L’un des leviers majeurs pour éviter qu’un actif ne devienne une passoire carbone est de limiter l’achat de nouveaux matériaux.

  • Intégrer le réemploi des matériaux dès la conception d’un projet.
  • Privilégier les matériaux biosourcés et bas-carbone (bois, isolants naturels, béton bas-carbone).
  • Optimiser la gestion des déchets et favoriser une économie circulaire dans les travaux de rénovation.

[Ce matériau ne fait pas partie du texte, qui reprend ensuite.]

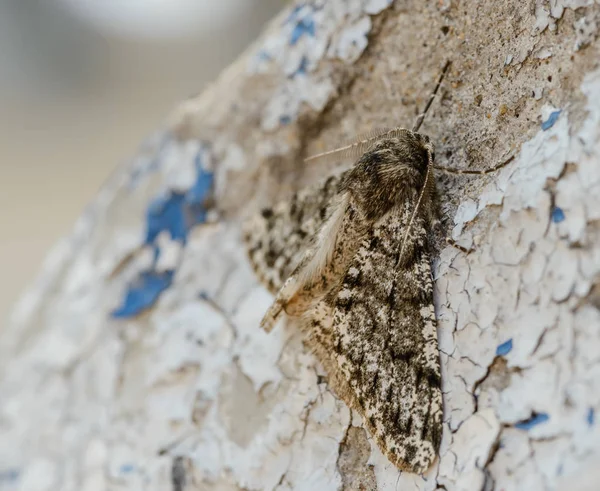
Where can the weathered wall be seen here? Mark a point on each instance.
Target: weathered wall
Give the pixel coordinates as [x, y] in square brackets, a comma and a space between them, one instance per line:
[190, 394]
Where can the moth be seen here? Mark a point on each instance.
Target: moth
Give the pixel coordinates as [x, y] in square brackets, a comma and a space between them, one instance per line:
[349, 259]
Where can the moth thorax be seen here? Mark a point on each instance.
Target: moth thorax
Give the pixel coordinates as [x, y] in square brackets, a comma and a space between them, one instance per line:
[391, 172]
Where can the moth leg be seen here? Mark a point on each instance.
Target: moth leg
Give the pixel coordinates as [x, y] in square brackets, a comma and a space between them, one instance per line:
[453, 243]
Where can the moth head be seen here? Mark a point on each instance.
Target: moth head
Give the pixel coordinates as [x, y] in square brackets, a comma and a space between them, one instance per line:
[390, 172]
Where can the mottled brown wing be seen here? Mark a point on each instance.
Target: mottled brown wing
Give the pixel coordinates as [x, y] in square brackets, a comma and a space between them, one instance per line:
[376, 336]
[277, 237]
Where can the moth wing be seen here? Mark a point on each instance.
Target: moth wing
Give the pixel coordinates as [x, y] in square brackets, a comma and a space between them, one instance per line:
[376, 337]
[277, 237]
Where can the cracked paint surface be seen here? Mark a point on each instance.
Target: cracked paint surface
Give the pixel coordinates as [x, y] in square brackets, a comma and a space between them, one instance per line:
[193, 395]
[312, 32]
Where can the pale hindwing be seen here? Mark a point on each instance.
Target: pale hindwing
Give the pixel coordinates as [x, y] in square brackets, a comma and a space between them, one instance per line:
[278, 237]
[376, 337]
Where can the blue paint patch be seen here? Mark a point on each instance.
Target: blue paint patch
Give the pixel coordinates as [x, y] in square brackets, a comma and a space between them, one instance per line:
[175, 213]
[166, 214]
[302, 27]
[127, 468]
[535, 420]
[294, 13]
[10, 476]
[549, 123]
[557, 215]
[505, 348]
[303, 68]
[143, 293]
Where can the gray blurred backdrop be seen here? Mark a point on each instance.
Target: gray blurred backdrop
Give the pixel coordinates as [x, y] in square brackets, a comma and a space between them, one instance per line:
[82, 82]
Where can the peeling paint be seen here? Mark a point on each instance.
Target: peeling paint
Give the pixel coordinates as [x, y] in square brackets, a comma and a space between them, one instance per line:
[167, 394]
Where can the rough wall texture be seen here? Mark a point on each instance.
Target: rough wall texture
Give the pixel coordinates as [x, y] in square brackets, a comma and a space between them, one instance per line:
[179, 389]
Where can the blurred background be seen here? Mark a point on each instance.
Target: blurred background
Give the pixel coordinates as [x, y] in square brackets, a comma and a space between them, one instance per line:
[82, 82]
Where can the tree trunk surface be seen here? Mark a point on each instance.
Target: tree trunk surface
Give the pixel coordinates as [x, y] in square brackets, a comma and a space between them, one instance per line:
[136, 360]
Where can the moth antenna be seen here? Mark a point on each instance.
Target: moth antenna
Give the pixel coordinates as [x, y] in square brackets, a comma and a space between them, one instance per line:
[453, 170]
[354, 148]
[414, 213]
[421, 117]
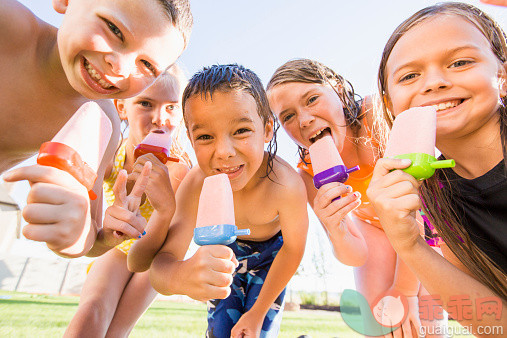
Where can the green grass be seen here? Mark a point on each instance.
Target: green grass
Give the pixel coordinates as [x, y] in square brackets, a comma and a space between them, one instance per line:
[29, 315]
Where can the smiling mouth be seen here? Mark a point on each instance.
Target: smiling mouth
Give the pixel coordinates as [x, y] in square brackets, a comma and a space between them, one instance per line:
[447, 105]
[95, 76]
[320, 134]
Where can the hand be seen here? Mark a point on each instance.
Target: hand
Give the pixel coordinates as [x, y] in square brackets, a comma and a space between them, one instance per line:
[123, 220]
[57, 210]
[208, 273]
[495, 2]
[331, 211]
[395, 197]
[159, 190]
[410, 327]
[249, 325]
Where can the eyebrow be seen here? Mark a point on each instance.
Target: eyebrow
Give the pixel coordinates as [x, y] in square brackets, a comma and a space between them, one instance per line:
[447, 52]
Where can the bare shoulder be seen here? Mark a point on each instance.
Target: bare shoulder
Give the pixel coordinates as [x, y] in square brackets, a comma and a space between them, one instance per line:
[285, 179]
[19, 27]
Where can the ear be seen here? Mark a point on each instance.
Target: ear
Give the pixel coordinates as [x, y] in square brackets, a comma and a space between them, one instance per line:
[60, 6]
[120, 107]
[268, 131]
[502, 79]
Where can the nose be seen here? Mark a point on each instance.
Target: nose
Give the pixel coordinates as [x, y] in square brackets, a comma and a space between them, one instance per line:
[435, 80]
[305, 119]
[224, 149]
[120, 64]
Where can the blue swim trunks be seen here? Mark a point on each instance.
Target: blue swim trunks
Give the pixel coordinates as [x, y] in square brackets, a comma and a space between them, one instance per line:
[255, 259]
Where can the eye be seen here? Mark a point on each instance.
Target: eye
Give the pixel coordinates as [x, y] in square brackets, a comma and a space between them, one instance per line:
[287, 117]
[116, 31]
[150, 67]
[203, 137]
[144, 103]
[408, 77]
[242, 131]
[460, 63]
[312, 99]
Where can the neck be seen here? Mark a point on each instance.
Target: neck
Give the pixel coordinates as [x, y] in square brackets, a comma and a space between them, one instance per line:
[476, 153]
[51, 65]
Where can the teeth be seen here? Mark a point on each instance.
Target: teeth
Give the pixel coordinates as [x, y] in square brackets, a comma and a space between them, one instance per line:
[228, 170]
[96, 76]
[446, 105]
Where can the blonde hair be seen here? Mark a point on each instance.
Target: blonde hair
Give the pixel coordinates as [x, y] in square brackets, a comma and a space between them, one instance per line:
[436, 191]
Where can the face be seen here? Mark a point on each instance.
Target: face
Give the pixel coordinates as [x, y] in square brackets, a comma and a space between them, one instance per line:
[228, 135]
[157, 108]
[108, 51]
[308, 111]
[457, 73]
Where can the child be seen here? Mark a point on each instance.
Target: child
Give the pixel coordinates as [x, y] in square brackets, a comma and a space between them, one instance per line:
[228, 120]
[310, 100]
[463, 74]
[93, 55]
[113, 298]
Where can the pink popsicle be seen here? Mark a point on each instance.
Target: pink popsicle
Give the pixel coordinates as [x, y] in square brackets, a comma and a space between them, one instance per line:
[324, 155]
[216, 205]
[158, 143]
[413, 131]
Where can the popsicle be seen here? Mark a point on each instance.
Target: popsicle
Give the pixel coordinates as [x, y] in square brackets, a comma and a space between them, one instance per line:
[413, 136]
[215, 215]
[79, 146]
[158, 142]
[327, 163]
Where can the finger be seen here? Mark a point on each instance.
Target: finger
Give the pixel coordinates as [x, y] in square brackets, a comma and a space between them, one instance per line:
[220, 251]
[385, 165]
[139, 187]
[47, 193]
[40, 173]
[120, 189]
[127, 216]
[222, 265]
[41, 213]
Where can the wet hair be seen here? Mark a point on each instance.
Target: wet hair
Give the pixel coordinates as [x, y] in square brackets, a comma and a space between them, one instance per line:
[228, 78]
[436, 191]
[178, 12]
[310, 71]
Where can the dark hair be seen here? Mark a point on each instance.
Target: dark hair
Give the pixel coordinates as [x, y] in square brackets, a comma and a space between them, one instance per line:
[233, 77]
[310, 71]
[437, 200]
[180, 16]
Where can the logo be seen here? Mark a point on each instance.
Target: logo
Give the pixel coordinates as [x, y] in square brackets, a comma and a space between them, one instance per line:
[386, 315]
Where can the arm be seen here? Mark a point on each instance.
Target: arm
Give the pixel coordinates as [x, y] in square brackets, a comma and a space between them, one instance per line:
[396, 203]
[349, 246]
[208, 273]
[294, 224]
[163, 182]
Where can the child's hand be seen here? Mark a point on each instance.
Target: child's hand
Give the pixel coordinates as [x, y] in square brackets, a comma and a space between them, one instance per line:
[123, 220]
[249, 325]
[332, 212]
[208, 273]
[57, 210]
[395, 198]
[159, 190]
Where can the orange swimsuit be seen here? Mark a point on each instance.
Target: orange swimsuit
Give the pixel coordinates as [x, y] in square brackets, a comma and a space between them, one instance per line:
[359, 181]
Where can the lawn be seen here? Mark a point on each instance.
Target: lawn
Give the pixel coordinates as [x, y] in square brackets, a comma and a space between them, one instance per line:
[28, 315]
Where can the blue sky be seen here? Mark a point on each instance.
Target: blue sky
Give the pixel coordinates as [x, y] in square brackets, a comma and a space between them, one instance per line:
[347, 36]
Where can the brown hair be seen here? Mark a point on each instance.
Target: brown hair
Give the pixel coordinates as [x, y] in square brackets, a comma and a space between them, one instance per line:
[310, 71]
[178, 12]
[436, 191]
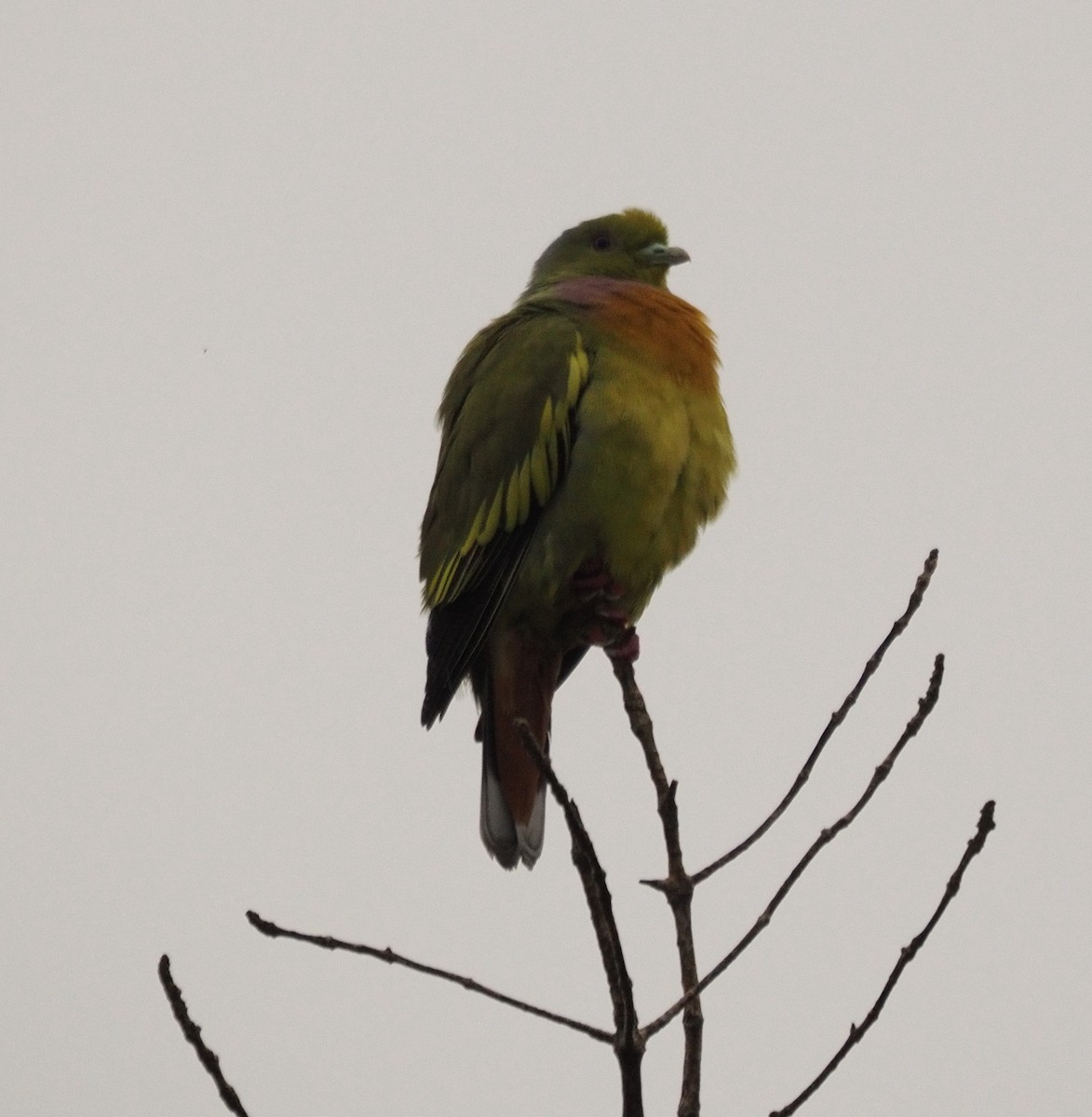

3. Anticiper les futures réglementations et attentes des investisseurs

Les propriétaires et asset managers doivent anticiper les évolutions réglementaires pour éviter de se retrouver avec des actifs obsolètes :

  • Intégrer des analyses du cycle de vie (LCA) dans les études d’investissement.
  • S’aligner avec les critères des labels environnementaux qui prennent en compte le carbone embarqué.
  • Optimiser les décisions d’arbitrage en tenant compte des seuils d’émissions qui seront imposés dans les années à venir.

Conclusion : la transition vers un immobilier bas-carbone passe par le Scope 3

Les passoires carbone sont les futurs stranded assets. L’évolution des réglementations et des attentes du marché impose aux gestionnaires d’actifs de prendre en compte le Scope 3 dès aujourd’hui pour éviter des coûts futurs élevés et préserver la valeur de leur patrimoine.

L’intégration du Scope 3 permet :

  • D’anticiper les risques de dévalorisation et d’optimiser la gestion des actifs.
  • De structurer une trajectoire carbone compatible avec les exigences ESG.
  • D’accéder plus facilement aux financements et aux investisseurs engagés dans la transition bas-carbone.

Les gestionnaires qui ne prennent pas en compte cette transition risquent de voir certains de leurs actifs perdre en attractivité et en rentabilité. La transformation est en marche, et l’anticipation est la clé pour éviter que des bâtiments ne deviennent les stranded assets de demain.